TF SAFE program reduces electrical incidents Iraq-wide
March 26, 2011
- maintain electrical safety while deployed
- Task Force Safe holds safety classes
- awareness is a must to prevent fires
Making that morning pot of coffee, watching the news and checking your e-mail are things most of us do on a daily basis that require electrical power. Task Force Safety Actions for Fires and
Electricity was created to ensure electrical safety is always on the minds of service members deployed to Iraq.
TF SAFE's mission statement declares that it will, through immediate and longterm measures, significantly reduce the number of fire and electrical incidents throughout the theater in order to
improve the safety of our Soldiers, Sailors, Airmen, Marines and civilians.
The goal of TF SAFE is to provide electrical and fire safety awareness throughout the Iraq joint operations area, said Maj.
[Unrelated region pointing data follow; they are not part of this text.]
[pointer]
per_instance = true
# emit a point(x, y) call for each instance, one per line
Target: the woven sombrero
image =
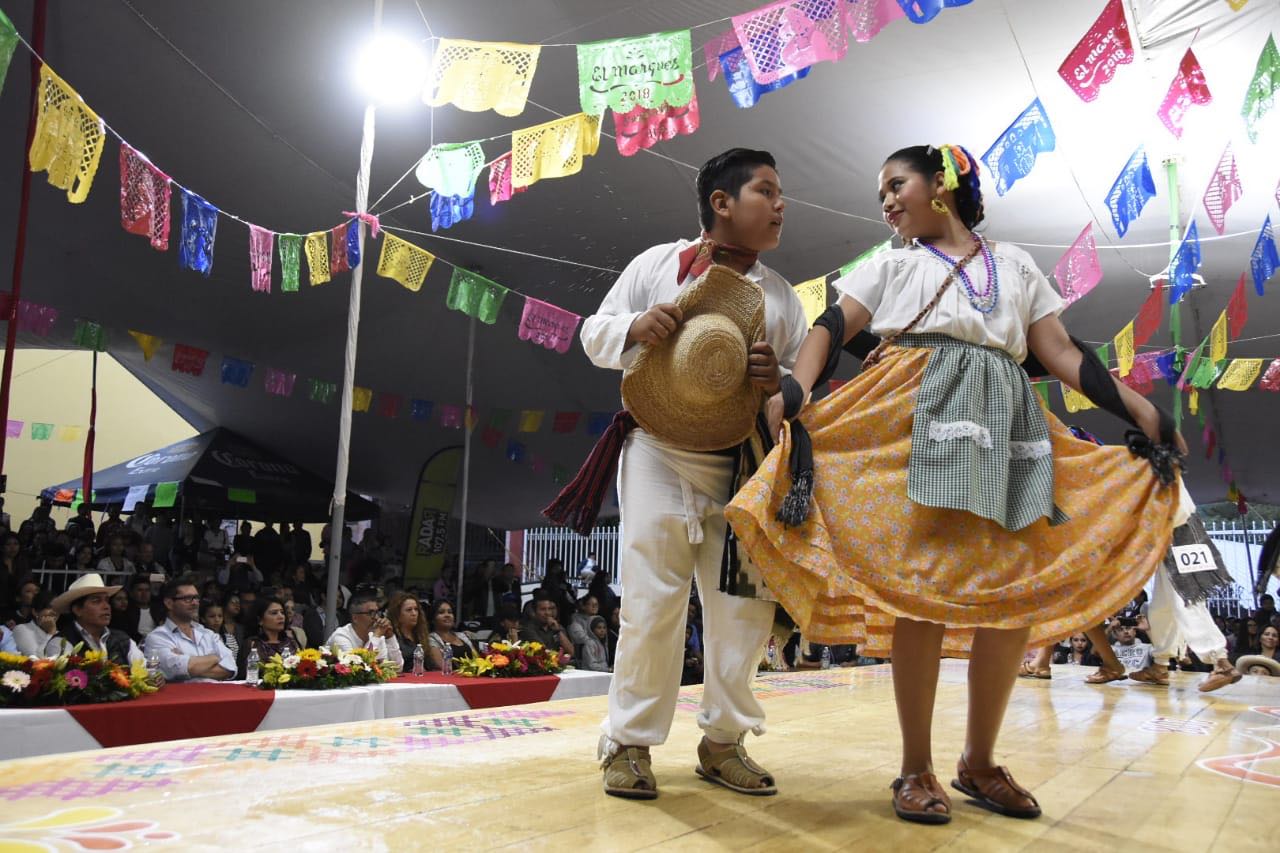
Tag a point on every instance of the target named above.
point(691, 389)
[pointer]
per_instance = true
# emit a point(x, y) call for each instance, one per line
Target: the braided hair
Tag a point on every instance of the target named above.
point(960, 170)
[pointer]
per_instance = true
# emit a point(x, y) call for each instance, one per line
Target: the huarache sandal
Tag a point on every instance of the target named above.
point(919, 798)
point(735, 770)
point(629, 774)
point(995, 789)
point(1105, 676)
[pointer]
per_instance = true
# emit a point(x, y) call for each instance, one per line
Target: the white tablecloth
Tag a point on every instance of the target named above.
point(41, 731)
William Corey, chief, Task Force SAFE, United States Forces-Iraq.
"Over the last seven years we have had several electrical fatalities and to bring those numbers down we had to implement TF SAFE," said Minnick Eargle, safety manager, USF-I. "Bringing this
program on board has brought the number of electrical fires down as
"We track all of the electrical and firerelated incidents in theater," said Sheldon Longnecker, TF SAFE theater fire chief, USF-I. There used to be about thirty-five fires a week and that has been reduced to one or two, he said.
"The program has affected the IJOA quite well." A large portion of the TF SAFE operation is providing power supplies and conducting electrical safety assessments on facilities. Handing out free power strips and proper adapters have reduced electrical fires, said Longnecker.
Initially, the priority was buildings with water or latrine functions, said Eargle. Then it developed into going through offices, trailers and compartmentalized housing units.
As electrical issues within the lodging areas surfaced, they have been researched and resolved.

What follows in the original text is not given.